Les mobiles ont droit à l’annuaire
L’article 9 ouvre l’annuaire aux numéros de téléphones mobiles. Mais les détenteurs n’y figureront pas automatiquement. Ils doivent pour cela ‘ exprimer leur consentement préalable ‘.
Début août, un
décret fixait déjà les modalités de constitution de l’annuaire universel.
Une licence télécoms en quasi libre-service
Le texte de loi supprime, en matière de licence télécoms, les autorisations individuelles jusque là exigées pour l’établissement des réseaux ouverts au public, la fourniture du service téléphonique au public ou l’établissement des
réseaux câblés. Les autorisations sont remplacées par une simple procédure de déclaration auprès de l’ART, selon l’article L.33-1 du Code des postes et communications électroniques (selon sa nouvelle appellation). Pour les réseaux privés
indépendants, le texte établit un régime de liberté.
Une harmonisation juridique des réseaux
Pour tenir compte du ‘ rapprochement entre télécommunications et audiovisuel ‘, l’article L.32 du Code des postes et télécommunications électroniques introduit une définition qui regroupe
l’ensemble des réseaux de télécommunications fixes ou mobiles, réseaux câblés, réseaux de diffusion hertzienne terrestre ou par satellite, regroupés sous l’appellation de ‘ réseaux de communications électroniques
‘ (les services fournis sur ces réseaux restent soumis à des régimes distincts).

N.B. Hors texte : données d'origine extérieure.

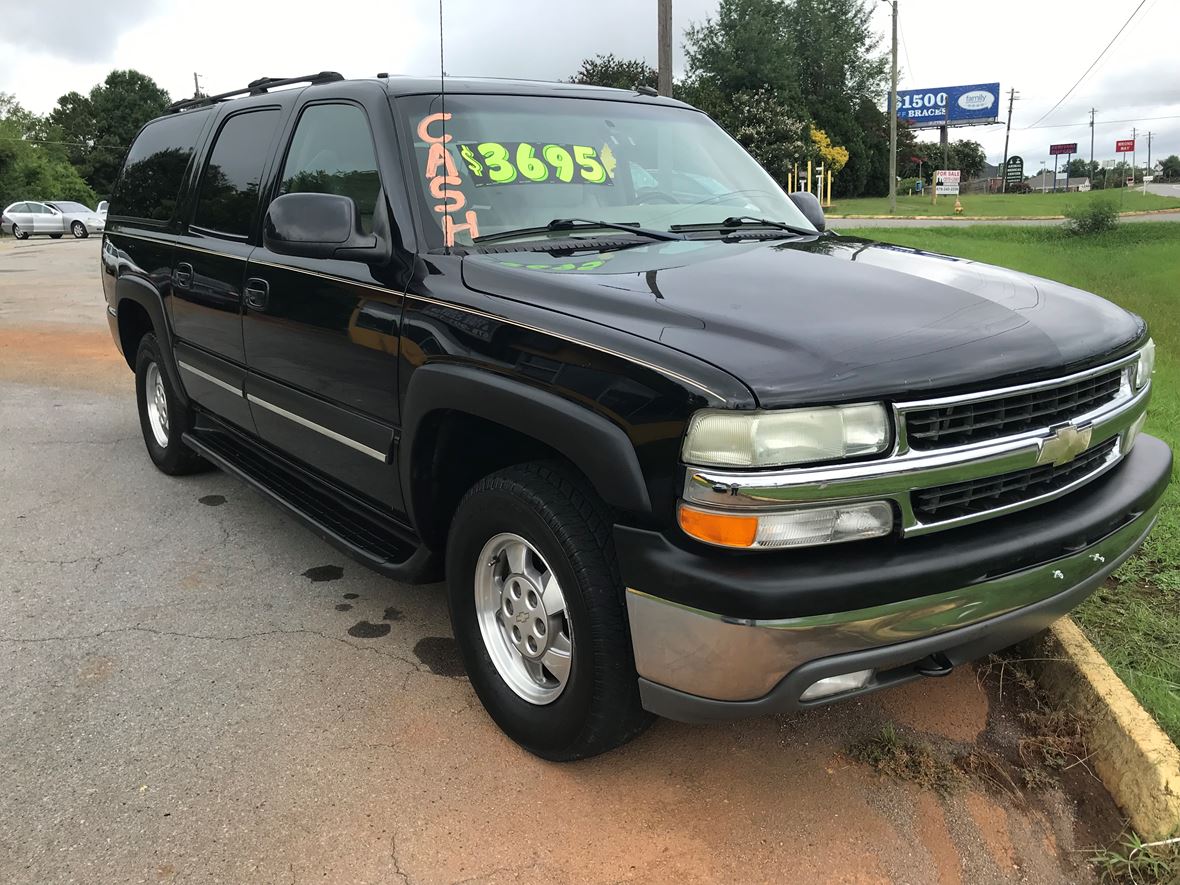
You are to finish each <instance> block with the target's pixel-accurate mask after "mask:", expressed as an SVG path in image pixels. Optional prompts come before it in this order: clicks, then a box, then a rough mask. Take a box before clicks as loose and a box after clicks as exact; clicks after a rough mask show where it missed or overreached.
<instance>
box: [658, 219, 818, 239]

La responsabilité des hébergeurs quitte le ‘ paquet télécom ‘
Pour rattraper les exagérations de la Loi pour la confiance dans l’économique numérique, qui doit encore être débattue au Sénat début avril, Patrice Martin-Lalande avait proposé un amendement revenant sur la responsabilité des
hébergeurs en matière de contenus illicites. Il proposait explicitement d’écarter ‘ toute obligation de filtrage généralisé ‘.L’amendement a finalement été rejeté, pour des raisons de fond comme de forme : dans le ‘ paquet télécoms ‘, il est tout simplement hors sujet. ‘ En revanche, a tenu à
préciser Nicole Fontaine, quand le débat aura mûri, il aura toute sa place dans la deuxième lecture du projet sur léconomie numérique ‘.